Graspmax — GeoMatch v2 · GeoMatch++ · GeoMatch v1
Graspmax contains geometry-aware contact prediction models for dexterous robotic grasping, trained on the CMapDataset across 5 robot end-effectors (EZGripper, Barrett, Robotiq 3-Finger, Allegro, ShadowHand).
⚠️ Version notice: GeoMatch v1 and GeoMatch++ were trained with a corrupted
robot_keypoints.json(2× scale factor and wrong shadowhand axis-swap stage). Use GeoMatch v2 for any new work. v1 and GeoMatch++ are kept for reproducibility only.
Models at a Glance
| Model | Status | File prefix | Val loss | Val acc |
|---|---|---|---|---|
| GeoMatch v2 | ✅ Recommended | geomatch_v2_* |
1.594 | 0.695 |
| GeoMatch++ | ⚠️ Deprecated (built on v1 encoders) | geomatch_pp_* |
0.350 | 0.940 |
| GeoMatch v1 | ⚠️ Deprecated (corrupted keypoints) | geomatch_final / checkpoint_epoch* |
0.435 | 0.959 |
The lower loss/higher accuracy of v1 and GeoMatch++ are an artefact of training on corrupted keypoints — the 2× scale inflated keypoint distances making the contact maps geometrically trivial to predict. v2 trains on correct geometry and is the only model that produces valid IK targets during grasp generation.
Architecture
GeoMatch (v1 and v2 share the same architecture)
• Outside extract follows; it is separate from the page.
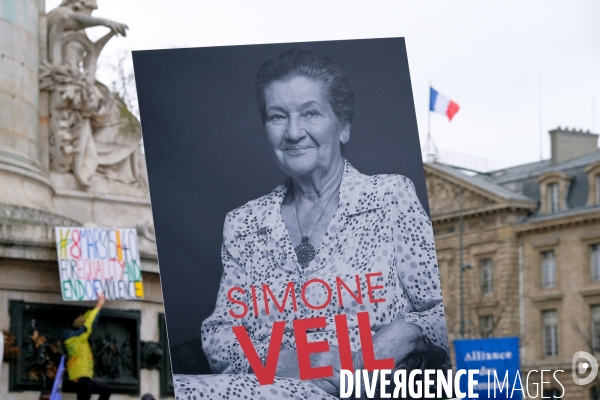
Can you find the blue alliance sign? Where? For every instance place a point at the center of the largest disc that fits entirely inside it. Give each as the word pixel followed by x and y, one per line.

Dual GCN encoder (object + robot surface) → L2-normalised embeddings → linear projection heads (512→64) × 2 → 5 autoregressive MLP modules → per-keypoint BCE contact map prediction.
Based on: Geometry Matching for Multi-Embodiment Grasping (NeurIPS 2024)
GeoMatch++
Extends GeoMatch with a morphology encoder (GCN over the robot kinematic-tree graph, 9D node features, 32 nodes) and a DCP-style cross-attention transformer that fuses object geometry with robot morphology before contact prediction. Pretrained GeoMatch v1 encoders are frozen.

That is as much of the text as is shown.